Tribune Publisher Kelly Miller speaks to Journalism 101 students at Church McKee on September 17, 2017. Photo by Aaron Smith
“Journalism will always be around. Whether it’s digitally or in print, books or magazines. Somebody always has to write it,” Kelly Miller, publisher of the Mineral Daily News-Tribune, told Journalism 101 students at Potomac State College.
Miller noted that the newspaper business may be shrinking, but society’s desire to consume news is staying steady. Students heard an in-depth and first-hand description of how newspapers are changing and embracing technology.
“As the digital age grows, there will be more opportunities for journalists.”
“Now we can blog and have different ways to get our message out to people,” stressed Miller.
Making traditional print journalism viable is a struggle papers across the country are experiencing as more people go online for their news. Small town papers like the Tribune have had to adapt.
Miller has made many changes with the local paper in an effort to keep it cost-effective. The paper now runs four times a week (down from six), and the paper is printed off-site instead of locally.
Miller’s changes are working. She noted that when she arrived at the Tribune, it had been several years in the red, but it now has a much better financial future. Miller knows that a lot of the local paper’s success is thanks to hyper-local journalism – the coverage of events on an extremely small geographical scale.
“Big city newspapers are struggling,” Miller said. “They don’t focus on local news. There’s a lot to cover in Chicago, for example. That hyper-local news is what keeps us viable.”
She stressed the importance of these small-town stories and the fact that it sells papers, often for readers to cut out their family member’s pictures who are featured in the articles. “We call it refrigerator journalism.”

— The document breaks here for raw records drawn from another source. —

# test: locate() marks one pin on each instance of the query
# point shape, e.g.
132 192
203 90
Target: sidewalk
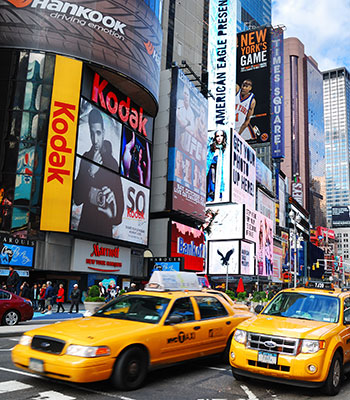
40 320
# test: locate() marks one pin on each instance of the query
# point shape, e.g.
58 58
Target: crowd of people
47 296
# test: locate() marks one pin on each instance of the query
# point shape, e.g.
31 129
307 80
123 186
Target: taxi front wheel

Miller discussed the many challenges she has faced in her journalism career. One such challenge was the presence of women working in management roles in the publishing industry.
“There weren’t a lot of women when I started in the business. When I went to my first publishers’ convention, there were two women. A year later, there were ten of us. I think that company is 50% women now.”
As journalism grows and expands to include more diversity and digital mediums, Miller believes life is left in the newspaper business.
Her optimism was inspiring to journalism major Gabby Colerick. “I learned a lot about how the business works,” she said. “You can tell Ms. Miller is a high achiever, especially as a woman in that field. It was very motivating.”